JavaWorld: We are wondering whether you could give us a quote on your recollections of the meeting at which Java was named. Also, would you be kind enough to tell us what the initial feedback was to the name at Sun, such as, "Who gave the final OK to the name?" We'd like to write a definitive account of something that a lot of folks have been wondering about.

Lindholm: The LiveOak Project had problems with a name, as "Oak" was clearly taken. We were really disgusted and tired from all the marathon hacking we'd been doing, and we still hadn't found a name that we could stand and that we could get through trademark search. There had been literally hundreds of names e-mailed around, and I had been keeping records of all of them. (This isn't the first time I've regretted deleting those records -- I wonder if I could still get them from backups?) We were pressed for time, as adopting a new name meant a lot of work, and we had releases coming up. I think that we had just put out a semi-public release calling the language O.A.K., standing for Object Application Kernel or some hack like that so we could say that the language was not "Oak" but we didn't have to change our sources. We knew we couldn't keep that up though.

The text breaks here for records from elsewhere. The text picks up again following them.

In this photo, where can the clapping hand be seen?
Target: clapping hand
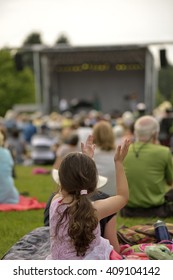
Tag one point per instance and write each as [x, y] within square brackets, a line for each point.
[88, 148]
[122, 151]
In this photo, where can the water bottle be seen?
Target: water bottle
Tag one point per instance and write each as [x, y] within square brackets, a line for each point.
[161, 231]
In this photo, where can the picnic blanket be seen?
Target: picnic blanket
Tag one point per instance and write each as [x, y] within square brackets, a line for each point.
[36, 245]
[25, 203]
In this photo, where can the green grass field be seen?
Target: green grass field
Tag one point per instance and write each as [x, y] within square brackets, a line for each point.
[16, 224]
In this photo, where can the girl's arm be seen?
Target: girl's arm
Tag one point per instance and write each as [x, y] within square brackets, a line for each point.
[110, 233]
[113, 204]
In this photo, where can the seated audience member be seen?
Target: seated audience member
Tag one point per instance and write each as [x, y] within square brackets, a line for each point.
[8, 191]
[104, 139]
[107, 225]
[74, 220]
[149, 171]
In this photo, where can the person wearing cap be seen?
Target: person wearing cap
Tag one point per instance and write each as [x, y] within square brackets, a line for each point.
[149, 171]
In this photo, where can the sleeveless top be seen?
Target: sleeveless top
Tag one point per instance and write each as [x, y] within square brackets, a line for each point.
[61, 245]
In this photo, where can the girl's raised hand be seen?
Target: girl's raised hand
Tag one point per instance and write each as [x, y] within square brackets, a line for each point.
[122, 151]
[88, 148]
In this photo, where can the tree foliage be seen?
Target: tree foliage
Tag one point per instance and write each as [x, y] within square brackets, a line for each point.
[15, 87]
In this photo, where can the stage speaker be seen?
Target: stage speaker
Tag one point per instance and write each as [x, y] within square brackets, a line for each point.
[163, 59]
[18, 61]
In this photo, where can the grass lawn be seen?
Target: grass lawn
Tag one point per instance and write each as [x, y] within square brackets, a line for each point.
[16, 224]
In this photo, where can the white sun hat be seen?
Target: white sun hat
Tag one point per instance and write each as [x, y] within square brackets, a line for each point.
[101, 179]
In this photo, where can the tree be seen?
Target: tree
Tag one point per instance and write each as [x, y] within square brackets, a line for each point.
[15, 87]
[33, 39]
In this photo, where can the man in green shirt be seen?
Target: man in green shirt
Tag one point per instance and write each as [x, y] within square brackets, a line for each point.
[149, 171]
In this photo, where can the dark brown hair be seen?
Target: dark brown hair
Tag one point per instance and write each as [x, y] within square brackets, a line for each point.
[103, 135]
[78, 172]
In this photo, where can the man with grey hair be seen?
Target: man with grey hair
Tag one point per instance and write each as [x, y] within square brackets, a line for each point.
[149, 171]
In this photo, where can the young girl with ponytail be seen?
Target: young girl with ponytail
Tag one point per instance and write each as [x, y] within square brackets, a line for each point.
[74, 219]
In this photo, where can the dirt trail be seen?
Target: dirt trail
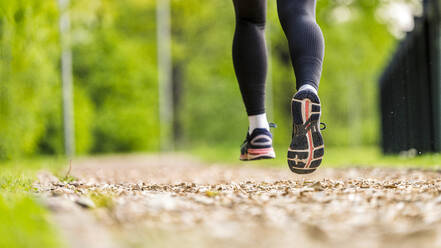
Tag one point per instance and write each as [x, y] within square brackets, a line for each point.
[176, 201]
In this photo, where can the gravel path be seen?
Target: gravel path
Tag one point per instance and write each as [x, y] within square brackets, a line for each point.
[175, 201]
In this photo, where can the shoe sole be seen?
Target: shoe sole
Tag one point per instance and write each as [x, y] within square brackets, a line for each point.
[306, 151]
[257, 154]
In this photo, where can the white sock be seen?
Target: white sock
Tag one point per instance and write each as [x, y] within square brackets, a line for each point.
[257, 121]
[308, 87]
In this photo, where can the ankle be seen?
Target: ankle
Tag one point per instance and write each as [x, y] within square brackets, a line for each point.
[257, 121]
[308, 87]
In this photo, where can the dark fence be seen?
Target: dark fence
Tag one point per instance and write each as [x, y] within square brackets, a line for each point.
[411, 87]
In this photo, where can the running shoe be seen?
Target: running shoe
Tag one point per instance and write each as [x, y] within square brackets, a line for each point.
[307, 148]
[258, 145]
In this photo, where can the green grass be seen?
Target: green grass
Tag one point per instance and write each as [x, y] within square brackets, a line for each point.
[24, 222]
[335, 157]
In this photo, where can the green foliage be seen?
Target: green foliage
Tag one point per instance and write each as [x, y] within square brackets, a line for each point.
[24, 223]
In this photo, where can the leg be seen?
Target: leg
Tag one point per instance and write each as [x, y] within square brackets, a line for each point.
[250, 54]
[306, 45]
[305, 38]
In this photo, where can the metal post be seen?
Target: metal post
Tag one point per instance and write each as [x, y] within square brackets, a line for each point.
[164, 74]
[66, 78]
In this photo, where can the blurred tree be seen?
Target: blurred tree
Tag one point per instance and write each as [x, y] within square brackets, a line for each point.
[115, 75]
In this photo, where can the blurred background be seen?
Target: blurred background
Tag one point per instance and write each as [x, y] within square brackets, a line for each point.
[116, 78]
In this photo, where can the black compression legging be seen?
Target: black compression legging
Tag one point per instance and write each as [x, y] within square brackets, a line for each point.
[305, 41]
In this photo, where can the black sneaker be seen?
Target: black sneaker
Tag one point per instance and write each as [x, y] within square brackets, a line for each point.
[307, 148]
[258, 145]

So we set up a meeting for whoever cared to come, where the intent of the meeting was to thrash out a list of 10 names that we could stand and that weren't obviously taken, in the hope that about three of them would pass trademark search.

The meeting went on for quite a while and I remember that there wasn't anything that jumped out as obviously the right thing to do. We were talking in despair about dumb names like "Rover." We ended up with our list, and Java was one of the top choices, along with Silk, as in what you spin webs with. I don't remember there being a particular champion of "Java," but some people thought it was better than some of the other choices. I think that we were concerned about "Silk's" availability.